Artists and creative professionals often think of their careers as taking place solely within the arts, culture, and entertainment sectors. However, careers in the arts and culture sector are far more dynamic. Creative careers offer up much variety and innovation for artists and creative professionals of all walks. In the realm of other industries, a career in the arts and culture sector becomes that much more viable and profitable.
What is Creative Arts Spillovers?
Spillovers occur when there is a cross-section between arts and culture careers and other economic sectors – like finance or technology, for example. In other words, spillovers allow artists and creatives to bring their talents, abilities, and special skills to the fore in industries that are not creative in nature.
How Technology Changed Everything
I often think of technology as the great equaliser in the worlds of business and marketing. Now, more than ever before, smaller players can get a larger share of the pie in industries where major corporations have been dominating. Thanks to trying to reach out to a new generation of tech-savvy consumers, businesses of all sizes and types are needing to hire more and more creatives to help them stand out from the noise. As such, creators, artists, and creative arts professionals of all walks are turning to lucrative spillovers to grow their careers.
3 reasons spillovers are here to stay
1. The unique perspective of the creative mind
While creativity can be found in many forms, the creative mind as it exists in artists, by large, creates and processes ideas in a different manner than non-creative minds. As such, adding the perspectives of the creative artist to traditional or technical spaces is not without its rewards.
When combined with a think tank or innovative lab with more logical, left-brained individuals, the creative mind can bring that much-needed spark and ingenuity to ideas and solutions. More logical thinkers can then use their pragmatism to make these creative ideas a reality and yield great success.
2. Technology demands it
As stated prior, technology has changed the game for businesses and creative arts professionals alike. Businesses need to be more creative when approaching their target market in digital spaces. Likewise, have to become more technology-savvy so they can compete and set themselves apart. This interdependency between businesses and artists is only growing and is showing no signs of slowing down. This is due largely to an increasingly technology-driven age and a generation of consumers with a shrinking attention span. Simply put, there is a constant need for creative stimulation through art and tech. Creative arts professionals who can leverage modern technological tools are best suited to bridge this gap.
3. Traditional sectors are opting for creative solutions
Outside of needing creative branding, businesses in traditional sectors also need creative solutions for improving their business processes and documentation. Consequently, creative arts professionals can pair their skills with solutions providers and sit alongside technically skilled business analysts to help build wireframes and design document templates and other tools that boost operational efficiency.
In doing so, creative arts professionals give businesses a new perspective to launch forward from. For example, artists working in animation and frontend design, understand the effect of colour palettes and the impact of design on the target audience. Such creative professionals are well-suited for the aforementioned tasks.
So, How Can Creative Professionals Leverage Spillovers?
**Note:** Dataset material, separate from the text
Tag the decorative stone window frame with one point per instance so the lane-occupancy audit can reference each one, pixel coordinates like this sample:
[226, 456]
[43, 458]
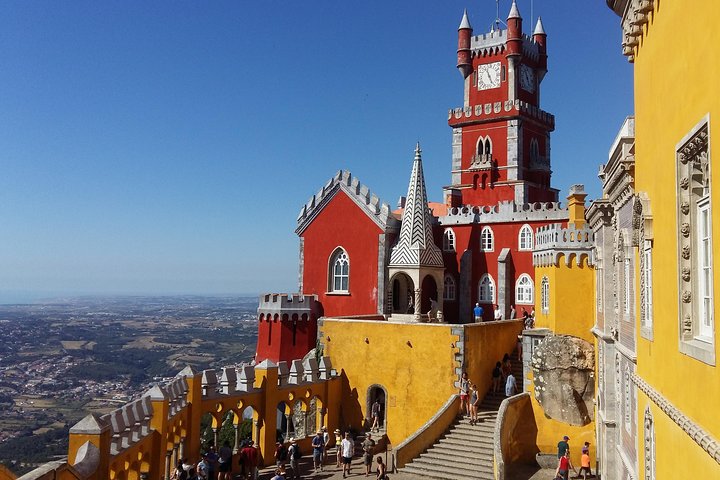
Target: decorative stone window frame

As intimated prior, spillovers are best leveraged when all that the creative professional brings to the table is paired with other technical skills needed in business and tech-driven industries. While other professionals may have these skills and will partner with the creative arts professional, it also helps that the creative professionals possess these as well. Of course, the creative professional need not be a jack of all trades, but certainly, being a master of some will do.
It is a good idea for creative professionals to seek out workshops and short course training in technical areas that they can later use to support their careers in different ways. A graphic designer can learn UX/UI design, for example, and leverage spillovers in the technology industry.